Gehirn und Geschlecht

Die Humangenetik hat gezeigt, wie viel der späteren Eigenschaften eines Menschen schon in den Genen festgelegt ist, wobei es zahlreiche strukturelle und funktionale Unterschiede zwischen dem männlichen und dem weiblichen Gehirn gibt. Mithilfe bildgebender Verfahren war es möglich, die Aktivitäten des weiblichen und des männlichen Gehirns bei der Bewältigung verschiedener Aufgaben zu beobachten und dabei festzustellen, dass die Gehirne von Frauen und Männern in manchen Bereichen ganz unterschiedlich funktionieren, wobei sich in manchen Punkten die Erkenntnisse gängigen Klischees durchaus annähern. So lösen beispielsweise Frauen bestimmte mathematische Aufgaben anders als Männer, verfügen über ein weniger ausgeprägtes räumliches Vorstellungsvermögen, besitzen aber bessere Kommunikationsfähigkeiten, können sich besser in andere einfühlen und erinnern sich leichter an Details als Männer. Dafür sind im männlichen Gehirn jene Areale stärker entwickelt, die für Aggression und sexuelles Verlangen zuständig sind. Neurowissenschafter fordern deshalb, man müsse sich vorbehaltlos mit den angeborenen geschlechtsspezifischen Unterschieden auseinandersetzen, anstatt sie aus Gründen der Political Correctness wegzudiskutieren, denn nur durch vermehrtes Wissen können diese Unterschiede überwunden werden.

Für die Wirkung von Umwelteinflüssen auf das Gehirn und auf die Epigenetik gibt bis zur Pubertät offene, neurologische Fenster, doch was die grundlegende biologische Struktur des Gehirns betrifft, so ereignen sich die wesentlichen Prägungen bereits im Mutterleib.

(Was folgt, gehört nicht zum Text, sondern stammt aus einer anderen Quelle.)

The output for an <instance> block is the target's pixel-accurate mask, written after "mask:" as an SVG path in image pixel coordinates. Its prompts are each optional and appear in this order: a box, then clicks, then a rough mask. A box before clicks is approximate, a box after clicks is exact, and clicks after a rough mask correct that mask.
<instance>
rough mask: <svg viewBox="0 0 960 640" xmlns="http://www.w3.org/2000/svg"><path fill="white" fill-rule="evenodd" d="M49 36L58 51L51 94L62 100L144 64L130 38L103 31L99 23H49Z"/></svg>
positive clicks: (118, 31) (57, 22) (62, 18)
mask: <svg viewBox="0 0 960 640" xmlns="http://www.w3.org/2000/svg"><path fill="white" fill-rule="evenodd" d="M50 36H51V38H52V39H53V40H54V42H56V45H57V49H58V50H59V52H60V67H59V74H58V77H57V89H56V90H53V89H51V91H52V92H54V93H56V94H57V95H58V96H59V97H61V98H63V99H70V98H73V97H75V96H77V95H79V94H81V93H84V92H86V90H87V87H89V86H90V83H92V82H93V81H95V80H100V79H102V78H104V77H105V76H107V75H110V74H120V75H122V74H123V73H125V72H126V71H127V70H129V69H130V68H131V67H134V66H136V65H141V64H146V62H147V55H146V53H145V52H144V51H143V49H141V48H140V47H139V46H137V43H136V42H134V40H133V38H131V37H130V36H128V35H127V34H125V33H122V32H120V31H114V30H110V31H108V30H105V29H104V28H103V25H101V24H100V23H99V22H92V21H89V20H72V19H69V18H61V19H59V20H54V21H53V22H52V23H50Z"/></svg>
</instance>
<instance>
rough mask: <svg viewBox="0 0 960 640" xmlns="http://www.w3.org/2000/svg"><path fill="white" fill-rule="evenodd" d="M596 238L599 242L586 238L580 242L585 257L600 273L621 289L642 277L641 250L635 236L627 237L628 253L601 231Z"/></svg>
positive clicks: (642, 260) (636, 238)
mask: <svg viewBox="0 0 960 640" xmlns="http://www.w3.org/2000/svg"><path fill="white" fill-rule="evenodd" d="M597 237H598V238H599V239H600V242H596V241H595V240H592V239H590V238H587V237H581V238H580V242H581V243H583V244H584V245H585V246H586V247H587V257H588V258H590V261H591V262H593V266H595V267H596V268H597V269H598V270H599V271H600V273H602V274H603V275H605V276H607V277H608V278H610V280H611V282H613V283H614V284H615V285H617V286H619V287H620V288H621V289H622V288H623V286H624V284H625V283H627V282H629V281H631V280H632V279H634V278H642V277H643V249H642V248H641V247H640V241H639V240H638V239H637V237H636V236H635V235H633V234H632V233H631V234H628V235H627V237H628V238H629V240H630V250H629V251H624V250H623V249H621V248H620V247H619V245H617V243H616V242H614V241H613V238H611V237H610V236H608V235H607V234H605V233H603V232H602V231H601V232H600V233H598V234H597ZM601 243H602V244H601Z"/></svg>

Bis zur achten Schwangerschaftswoche haben alle Embryonen ein weibliches Gehirn, danach werden die Weichen für die geschlechtsspezifische, unterschiedliche Entwicklung der Gehirne gestellt, denn dann löst das Y-Chromosom bei den männlichen Föten einen Testosteronschub aus, der das Wachstum des Kommunikationszentrums hemmt, während die Entwicklung des Aggressions- und Sexualzentrums forciert wird. Durch psychischen Stress ausgelöste Schwankungen im mütterlichen Hormonhaushalt können aber diesen Prozess beeinflussen. In dieser Phase bildet sich u.a. die sexuelle Orientierung heraus, wobei neben genetischen Faktoren auch eine unterschiedliche hormonelle Versorgung im zweiten Schwangerschaftsmonat die Basis für eine spätere homosexuelle Neigung liefern könnte, denn man fand beim Vergleich von Computerscans, dass bestimmte Gehirnareale von homosexuellen Männern jenen von Frauen glichen.

Das männliche Gehirn ist auch im Verhältnis zur Körpergröße um rund neun Prozent größer, das weibliche hingegen verfügt über einen stärker ausgeprägten Balken, also die Verbindung zwischen den beiden Gehirnhälften, es ist stärker gefurcht und weist insgesamt mehr neuronale Verbindungen auf. Das Sprachzentrum ist bei Männern eher in der linken Hirnhälfte lokalisiert, während es bei Frauen auf beiden Seiten gleich stark ausgeprägt ist, was ein Grund dafür sein könnte, dass Buben im Kleinkindalter durchschnittlich später zu sprechen beginnen. Bei Frauen sind jene Gehirnareale größer, welche das eigene Verhalten kontrollieren, und auch die Zentren, die Informationen verarbeiten und Erinnerungen speichern, sind bei Frauen stärker ausgeprägt. Frauen schneiden daher für gewöhnlich in Tests besser ab, die den guten Umgang mit Sprache voraussetzen, und besitzen auch eine ausgeprägtere feinmotorische Koordination. Dagegen zeigen Männer Vorteile bei zielgerichteten motorischen Leistungen, wie dem Werfen und Auffangen von Gegenständen und bei Aufgaben zum räumlichen Vorstellungsvermögen. Allerdings sind die Unterschiede zwischen den Geschlechtern im Verhältnis zu den Schwankungen unter den Angehörigen desselben Geschlechts eher gering.

Siehe zu dieser Thematik auch Geschlechtsunterschiede

Quellen

Goebel, T. (2011). Hirnwindungen: Was Denk- und Gefühlszentren von Mann und Frau unterscheidet.
WWW: http://www.profil.at/articles/1129/560/302521/mann-frau-hirnwindungen (11-07-22)
Stangl, W. (2008). Geschlechtsunterschiede.
http://arbeitsblaetter.stangl-taller.at/PSYCHOLOGIEENTWICKLUNG/Geschlechtsunterschiede.shtml (11-02-02)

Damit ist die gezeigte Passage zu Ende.